A group of academics say they have serious concerns about proposals to let private contractors take over some child protection services in England.
Professor Ray Jones of Kingston University said child protection was too important to be handled by firms "driven by the profit motive".
He said any such move could be destabilising and cause "chaos".
Ministers said it was a consultation and local authorities would not be forced to employ outside organisations.
Prof Jones, who specialises in social work, was the leading signatory of a letter sent to the Guardian by the 37 academics, criticising companies that could be expected to bid for child protection contracts.
He told BBC Radio 4's Today programme that potential bidders such as G4S, Serco and Atos had performed poorly on several high-profile contracts, "won't be local [and] won't be focused on this as their core business".
He said this meant there would be a "lack of a strong focus on staying close to children and families".
"Child protection is much too important to get it destabilised in this way," Prof Jones said.
"We're opening this up to potential chaos."
Prof Jones also said contractors would "not be regulated or registered so they won't be required to be approved organisations".
The Department for Education rejected this, saying any arrangement would "be scrutinised by Ofsted as part of their inspection regime in exactly the same way as children's social services are inspected now".
Prof Jones's comments followed a consultation launched by the Department for Education in light of problems dealing with failing children's services in Doncaster and Birmingham in particular.
Amanda Kelly, executive director of Impower, a public sector consultancy that has done work outsourced from social service departments, told the BBC the government was "trying to inject some innovation into a sector where it's needed".
She said a small number of local authorities had been performing badly and there was "a requirement to do something... quite quickly to address what is a long-term problem that has built up over many years".
In their letter, the academics said child protection should not be exposed to what they called the "fickleness and failings" of private organisations.
They wrote: "England has one of the most successful child protection systems in the world.
"This is based on strong accountability, stability, continuity, good local partnership working across professionals and agencies, and with experienced and committed professionals and leadership.
"The intention that private sector organisations such as G4S, Serco, Atos and others should be able to run child protection services causes considerable concern.
"Their track record elsewhere has hardly been unblemished in providing Olympics security, over-claiming payments for tagging offenders, misreporting on GP out-of hours contracts, and delaying and denying disability benefits."

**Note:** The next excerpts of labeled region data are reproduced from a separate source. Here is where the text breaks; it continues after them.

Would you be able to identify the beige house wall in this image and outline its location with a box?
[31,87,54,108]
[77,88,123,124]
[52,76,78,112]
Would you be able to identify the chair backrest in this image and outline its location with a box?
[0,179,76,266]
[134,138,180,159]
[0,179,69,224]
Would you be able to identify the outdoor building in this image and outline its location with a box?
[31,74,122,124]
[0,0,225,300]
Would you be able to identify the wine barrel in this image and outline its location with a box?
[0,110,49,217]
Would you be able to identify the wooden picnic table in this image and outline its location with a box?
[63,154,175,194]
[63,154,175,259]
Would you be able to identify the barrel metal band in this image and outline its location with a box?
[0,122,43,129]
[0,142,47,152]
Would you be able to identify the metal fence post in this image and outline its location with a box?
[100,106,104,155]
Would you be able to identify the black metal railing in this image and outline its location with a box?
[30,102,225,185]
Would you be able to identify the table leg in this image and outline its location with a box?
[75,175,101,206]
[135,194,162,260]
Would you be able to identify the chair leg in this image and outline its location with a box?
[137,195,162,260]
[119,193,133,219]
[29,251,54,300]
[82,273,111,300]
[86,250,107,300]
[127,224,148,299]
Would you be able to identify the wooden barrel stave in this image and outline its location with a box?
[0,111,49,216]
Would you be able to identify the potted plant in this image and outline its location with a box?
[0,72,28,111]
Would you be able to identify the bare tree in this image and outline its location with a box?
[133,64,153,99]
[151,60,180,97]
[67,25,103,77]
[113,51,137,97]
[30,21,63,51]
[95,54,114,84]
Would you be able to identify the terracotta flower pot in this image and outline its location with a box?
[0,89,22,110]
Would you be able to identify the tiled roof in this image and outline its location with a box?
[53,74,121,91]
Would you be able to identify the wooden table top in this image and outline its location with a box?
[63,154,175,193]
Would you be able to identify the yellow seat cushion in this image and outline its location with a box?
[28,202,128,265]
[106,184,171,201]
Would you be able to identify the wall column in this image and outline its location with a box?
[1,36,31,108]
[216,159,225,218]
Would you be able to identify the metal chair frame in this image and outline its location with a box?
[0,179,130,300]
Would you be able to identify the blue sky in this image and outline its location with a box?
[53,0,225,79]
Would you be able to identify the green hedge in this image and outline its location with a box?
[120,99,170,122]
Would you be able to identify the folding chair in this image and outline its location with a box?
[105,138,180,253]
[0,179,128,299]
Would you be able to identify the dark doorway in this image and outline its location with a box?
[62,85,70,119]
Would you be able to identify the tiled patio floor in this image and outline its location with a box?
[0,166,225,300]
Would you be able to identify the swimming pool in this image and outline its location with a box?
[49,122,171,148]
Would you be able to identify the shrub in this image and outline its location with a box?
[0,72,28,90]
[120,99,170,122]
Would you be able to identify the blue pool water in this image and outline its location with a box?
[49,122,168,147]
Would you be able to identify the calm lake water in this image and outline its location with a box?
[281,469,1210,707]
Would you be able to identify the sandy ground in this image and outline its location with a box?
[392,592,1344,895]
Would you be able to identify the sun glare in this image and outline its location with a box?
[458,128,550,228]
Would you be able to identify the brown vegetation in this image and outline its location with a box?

Kathy Evans, chief executive of Children England, which represents more than 100 children's charities said: "What is of most concern here is the function of deciding whether a child is at risk, assessing the family and making recommendations to court, making decisions about how resources will be allocated to children on taxpayers' behalf.
"It's in that process where the profit-motive could really undermine whoever is trying to do that very difficult work."
Stability and continuity
A Department for Education spokeswoman said: "We want to improve the quality and efficiency of children's social care.
"Some councils are already using external expertise to improve their work, while others have asked us to extend these freedoms so that they can look at new, improved ways of delivering services.
"There will be no obligation for councils to take up these freedoms and any that do will still be held accountable by Ofsted.
"We will take into account all responses to the consultation before setting out next steps."
Prof Jones said a better answer was to provide "more resources for local councils".
"We need stability and continuity at the front line," he said.